I found the following three work-arounds (each of them works separately from the others)
- Add a 'withTimestampAttribute' call on the Pubsub subscriptions. The name of the attribute does not matter at all - it can be any existing or non-existing attribute on the incoming messages
- Reduce the number of PubSub subscriptions to just 1
- Remove the Flatten.pCollections operation in between, creating multiple separate pipelines doing the exact same thing
The messages are not intentionally timestamped - writing them to BigQuery using just the PubsubMessage timestamp is completely acceptable.

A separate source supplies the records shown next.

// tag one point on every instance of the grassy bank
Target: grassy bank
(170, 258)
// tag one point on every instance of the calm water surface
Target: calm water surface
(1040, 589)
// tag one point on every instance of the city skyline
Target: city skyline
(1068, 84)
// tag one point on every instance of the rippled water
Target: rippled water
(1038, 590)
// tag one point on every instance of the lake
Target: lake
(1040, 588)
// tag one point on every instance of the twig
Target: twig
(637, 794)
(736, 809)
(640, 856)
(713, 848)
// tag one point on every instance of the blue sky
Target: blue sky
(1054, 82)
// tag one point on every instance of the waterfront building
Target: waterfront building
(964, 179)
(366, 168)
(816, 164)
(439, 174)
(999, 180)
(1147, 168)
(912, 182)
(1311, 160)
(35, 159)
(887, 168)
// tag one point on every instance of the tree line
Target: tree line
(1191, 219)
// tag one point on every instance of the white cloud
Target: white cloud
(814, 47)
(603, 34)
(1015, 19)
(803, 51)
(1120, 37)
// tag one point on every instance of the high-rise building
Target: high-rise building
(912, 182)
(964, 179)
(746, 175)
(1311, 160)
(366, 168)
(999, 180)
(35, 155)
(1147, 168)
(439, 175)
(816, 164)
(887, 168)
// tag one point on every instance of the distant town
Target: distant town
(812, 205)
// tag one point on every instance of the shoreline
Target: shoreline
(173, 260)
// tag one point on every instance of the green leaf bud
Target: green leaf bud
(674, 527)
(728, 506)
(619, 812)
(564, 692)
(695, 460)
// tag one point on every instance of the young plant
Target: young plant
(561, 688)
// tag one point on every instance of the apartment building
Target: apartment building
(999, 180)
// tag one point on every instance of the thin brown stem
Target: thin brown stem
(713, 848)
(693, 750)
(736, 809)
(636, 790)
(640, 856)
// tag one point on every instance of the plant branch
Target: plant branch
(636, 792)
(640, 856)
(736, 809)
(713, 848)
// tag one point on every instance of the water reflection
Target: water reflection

It also confuses me that even adding a non-existing timestamp attribute seems to fix the issue. I debugged the issue to print out the timestamps within the pipeline, and they are comparable in both cases; when specifying a non-existing timestamp attribute, it seems to fall back to the pubsub timestamp anyway.
What could be causing this issue? How can I resolve it? For me, the most acceptable work-around is removing the Flatten.pCollections operation as it doesn't strictly complicate the code, but I can't get my head around the reason why it fails.